Néanmoins, le Bouddha n'a jamais revendiqué pour lui-même
un statut divin, même s'il soulignait qu'il resterait présent au milieu de ses
disciples par l'enseignement qu'il leur avait prodigué. La dévotion des
fidèles envers le Maître reste sans aucun doute très profonde, mais elle n'a
jamais été voulue comme telle par lui-même : c'est la seule obéissance à la
doctrine qui est susceptible de mener à l'extinction complète, et non pas
l'attachement à celui qui a révélé cette doctrine de la libération
définitive. En effet, l'attachement au Maître se traduirait presque
nécessairement par un asservissement, ce qui est précisément ce que le
Bouddha voulait éviter pour l'ensemble des hommes. Et dans une certaine mesure,
beaucoup plus que dans son enseignement, en tant qu'il est expliqué
dogmatiquement, c'est dans l'exemple de vie fourni par le Bouddha qu'il faut
chercher le chemin qui mène à la libération définitive : pour ses disciples,
le Maître est devenu le modèle même de la Vérité vivante, incarnée dans le
monde pour que les hommes puissent totalement bénéficier de son exemple. Il
est ainsi devenu l'objet d'une véritable dévotion, bien que ce ne soit que la
seule obéissance à sa doctrine oui puisse permettre de parvenir au nirvana, à
l'extinction complète de tous les désirs : tout en enseignant les moyens de
parvenir à la véritable libération, le Bouddha donnait en même temps
l'exemple d'une vie complètement enracinée dans la vérité qu'il proclamait
et enseignait ; d'ailleurs, sans cet exemple qu'il donnait, son enseignement ne
pouvait sans doute mener à rien d'autre qu'au simple désespoir : il fallait
que ses premiers disciples puissent avoir devant les yeux un modèle qui leur
permette de comprendre que tout le cheminement qu'il leur fallait entreprendre
pouvait aboutir, et c'est la rigueur morale la sagesse et la compassion du
Maître qui encourageaient ceux-ci à découvrir en lui un véritable sauveur.

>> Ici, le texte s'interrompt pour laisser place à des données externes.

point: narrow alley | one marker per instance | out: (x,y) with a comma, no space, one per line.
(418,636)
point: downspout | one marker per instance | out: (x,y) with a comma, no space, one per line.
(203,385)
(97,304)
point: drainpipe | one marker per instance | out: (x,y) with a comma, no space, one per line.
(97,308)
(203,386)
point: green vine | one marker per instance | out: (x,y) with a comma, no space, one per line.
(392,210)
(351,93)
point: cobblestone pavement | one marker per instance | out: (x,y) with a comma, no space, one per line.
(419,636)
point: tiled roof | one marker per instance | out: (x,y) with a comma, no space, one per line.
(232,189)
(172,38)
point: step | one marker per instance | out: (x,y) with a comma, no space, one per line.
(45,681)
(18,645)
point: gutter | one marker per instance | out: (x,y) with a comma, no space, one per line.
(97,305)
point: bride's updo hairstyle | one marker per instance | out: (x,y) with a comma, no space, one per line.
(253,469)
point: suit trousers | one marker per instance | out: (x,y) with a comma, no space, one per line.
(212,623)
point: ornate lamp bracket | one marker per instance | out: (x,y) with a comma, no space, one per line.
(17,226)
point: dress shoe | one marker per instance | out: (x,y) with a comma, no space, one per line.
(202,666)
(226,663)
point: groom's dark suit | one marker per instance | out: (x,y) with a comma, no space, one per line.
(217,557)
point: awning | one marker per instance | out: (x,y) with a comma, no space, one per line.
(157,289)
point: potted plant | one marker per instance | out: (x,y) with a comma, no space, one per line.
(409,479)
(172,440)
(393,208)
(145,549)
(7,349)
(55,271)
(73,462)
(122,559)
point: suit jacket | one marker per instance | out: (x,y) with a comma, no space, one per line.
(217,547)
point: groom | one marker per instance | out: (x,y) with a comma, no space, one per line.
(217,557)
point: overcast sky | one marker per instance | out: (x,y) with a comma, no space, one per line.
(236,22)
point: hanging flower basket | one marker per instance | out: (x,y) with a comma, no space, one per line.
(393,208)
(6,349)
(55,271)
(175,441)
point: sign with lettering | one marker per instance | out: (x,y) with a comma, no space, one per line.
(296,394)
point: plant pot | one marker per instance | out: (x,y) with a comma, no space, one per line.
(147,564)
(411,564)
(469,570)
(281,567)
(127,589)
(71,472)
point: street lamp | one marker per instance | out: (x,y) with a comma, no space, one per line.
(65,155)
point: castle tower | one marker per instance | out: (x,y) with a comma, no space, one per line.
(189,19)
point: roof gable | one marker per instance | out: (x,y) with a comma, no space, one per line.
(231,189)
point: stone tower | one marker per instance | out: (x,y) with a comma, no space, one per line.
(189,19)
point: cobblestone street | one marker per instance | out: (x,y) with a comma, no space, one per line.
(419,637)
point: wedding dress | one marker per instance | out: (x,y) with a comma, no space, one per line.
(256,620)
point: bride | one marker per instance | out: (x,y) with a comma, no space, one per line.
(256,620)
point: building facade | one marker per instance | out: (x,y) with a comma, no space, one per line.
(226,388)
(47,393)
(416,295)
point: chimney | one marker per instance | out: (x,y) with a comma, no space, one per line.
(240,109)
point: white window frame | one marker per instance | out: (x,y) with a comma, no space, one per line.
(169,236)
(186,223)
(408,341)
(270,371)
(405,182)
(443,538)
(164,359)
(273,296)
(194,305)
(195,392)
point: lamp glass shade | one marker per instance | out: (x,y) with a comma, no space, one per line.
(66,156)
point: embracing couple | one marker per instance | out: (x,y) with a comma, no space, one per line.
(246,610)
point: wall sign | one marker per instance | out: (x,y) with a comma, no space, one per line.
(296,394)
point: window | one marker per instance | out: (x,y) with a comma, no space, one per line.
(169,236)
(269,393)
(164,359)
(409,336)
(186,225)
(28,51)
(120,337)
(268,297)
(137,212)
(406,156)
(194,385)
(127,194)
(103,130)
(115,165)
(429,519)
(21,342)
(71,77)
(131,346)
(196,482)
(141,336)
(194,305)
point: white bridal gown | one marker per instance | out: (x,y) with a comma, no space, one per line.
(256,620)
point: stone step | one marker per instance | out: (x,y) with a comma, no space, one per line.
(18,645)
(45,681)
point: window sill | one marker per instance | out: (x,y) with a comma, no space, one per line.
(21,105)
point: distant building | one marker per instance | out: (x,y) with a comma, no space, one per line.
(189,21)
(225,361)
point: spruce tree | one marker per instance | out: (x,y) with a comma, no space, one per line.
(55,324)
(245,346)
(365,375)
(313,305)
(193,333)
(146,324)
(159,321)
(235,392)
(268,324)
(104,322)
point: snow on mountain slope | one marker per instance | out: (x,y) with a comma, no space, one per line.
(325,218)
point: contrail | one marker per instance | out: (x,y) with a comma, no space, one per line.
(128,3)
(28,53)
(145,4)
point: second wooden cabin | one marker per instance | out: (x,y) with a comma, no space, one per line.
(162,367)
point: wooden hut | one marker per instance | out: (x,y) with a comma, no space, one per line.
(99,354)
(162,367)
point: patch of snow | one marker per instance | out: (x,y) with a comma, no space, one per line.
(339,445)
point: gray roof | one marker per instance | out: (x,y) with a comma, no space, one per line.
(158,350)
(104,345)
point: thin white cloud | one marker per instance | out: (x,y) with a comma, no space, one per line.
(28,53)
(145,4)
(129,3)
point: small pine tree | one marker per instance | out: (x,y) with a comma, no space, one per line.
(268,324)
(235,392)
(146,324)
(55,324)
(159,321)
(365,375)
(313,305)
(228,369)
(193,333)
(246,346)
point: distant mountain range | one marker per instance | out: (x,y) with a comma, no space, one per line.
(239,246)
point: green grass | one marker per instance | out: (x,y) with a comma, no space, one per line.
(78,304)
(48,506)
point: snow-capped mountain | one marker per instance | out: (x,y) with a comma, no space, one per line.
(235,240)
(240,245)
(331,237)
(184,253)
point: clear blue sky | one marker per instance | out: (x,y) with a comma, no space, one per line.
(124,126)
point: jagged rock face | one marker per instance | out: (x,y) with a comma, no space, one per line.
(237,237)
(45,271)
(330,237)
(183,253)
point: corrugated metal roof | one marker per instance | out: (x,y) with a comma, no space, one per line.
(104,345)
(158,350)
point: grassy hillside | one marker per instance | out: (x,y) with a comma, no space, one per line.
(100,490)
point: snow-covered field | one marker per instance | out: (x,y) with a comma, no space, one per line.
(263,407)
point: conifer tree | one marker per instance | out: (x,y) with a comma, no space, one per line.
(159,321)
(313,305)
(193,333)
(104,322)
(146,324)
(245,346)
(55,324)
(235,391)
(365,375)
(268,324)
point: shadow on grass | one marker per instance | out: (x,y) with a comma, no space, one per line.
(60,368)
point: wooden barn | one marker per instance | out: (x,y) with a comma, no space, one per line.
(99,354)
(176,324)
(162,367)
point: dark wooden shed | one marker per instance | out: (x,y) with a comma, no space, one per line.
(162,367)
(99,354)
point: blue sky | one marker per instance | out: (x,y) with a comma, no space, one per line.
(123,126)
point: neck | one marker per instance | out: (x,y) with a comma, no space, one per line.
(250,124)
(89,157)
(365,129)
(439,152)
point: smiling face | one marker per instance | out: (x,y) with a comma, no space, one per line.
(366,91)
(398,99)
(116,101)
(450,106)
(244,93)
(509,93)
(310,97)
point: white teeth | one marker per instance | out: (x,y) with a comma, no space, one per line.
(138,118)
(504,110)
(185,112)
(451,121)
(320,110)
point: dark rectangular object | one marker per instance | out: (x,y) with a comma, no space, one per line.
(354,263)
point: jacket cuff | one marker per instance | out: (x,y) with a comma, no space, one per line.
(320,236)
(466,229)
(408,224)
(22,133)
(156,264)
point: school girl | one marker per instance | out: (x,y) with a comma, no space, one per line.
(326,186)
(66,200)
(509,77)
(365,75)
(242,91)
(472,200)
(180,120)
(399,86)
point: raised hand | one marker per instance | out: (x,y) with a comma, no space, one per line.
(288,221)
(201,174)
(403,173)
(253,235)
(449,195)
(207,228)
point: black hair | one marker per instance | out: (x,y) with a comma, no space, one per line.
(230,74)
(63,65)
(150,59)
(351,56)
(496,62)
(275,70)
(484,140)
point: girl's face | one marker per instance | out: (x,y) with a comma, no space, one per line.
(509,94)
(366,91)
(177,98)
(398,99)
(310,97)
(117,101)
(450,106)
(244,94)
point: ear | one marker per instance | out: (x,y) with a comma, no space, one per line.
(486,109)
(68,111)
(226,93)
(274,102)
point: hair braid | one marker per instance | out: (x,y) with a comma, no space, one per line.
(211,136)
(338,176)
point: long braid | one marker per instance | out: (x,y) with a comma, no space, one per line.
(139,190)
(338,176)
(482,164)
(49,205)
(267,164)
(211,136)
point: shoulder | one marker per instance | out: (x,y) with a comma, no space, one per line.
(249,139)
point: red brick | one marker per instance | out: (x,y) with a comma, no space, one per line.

En définitive, même s'il est considéré comme le Sauveur par une multitude de ses fidèles, en raison du fait qu'il est l'incarnation parfaite de la doctrine qu'il a professée, le Bouddha ne peut pas être considéré comme un Sauveur, au sens où les religions révélées donnent à ce terme : il n'est pas un Dieu, il n'est qu'un surhomme, ayant accompli en lui-même, mais aussi pour les autres, la perfection de l'illumination. Et c'est en cela qu'il peut être l'objet de la vénération, et même du culte que lui vouent ses fidèles, plaçant en lui toute leur foi, celle-ci étant faite de respect et de révérence à l'égard de celui qui se présente à leurs yeux comme une sorte de frère aîné dans l'accomplissement même de la vraie doctrine, dans laquelle il ne cesse de demeurer présent. Néanmoins, il faut reconnaître que, pour l'ensemble des bouddhistes, le titre de Sauveur convient parfaitement au Bouddha, puisqu'il est le seul à avoir trouvé la grande voie de la libération et de la seule vérité qui soit susceptible de conduire les hommes au salut et à l'extinction définitive de tous les désirs. Sa vie est le modèle que tous doivent suivre pour parvenir également au salut : c'est dans l'étude et la méditation de la vraie doctrine que le fidèle retrouve la présence complète du Maître, dont il est susceptible alors de partager l'illumination.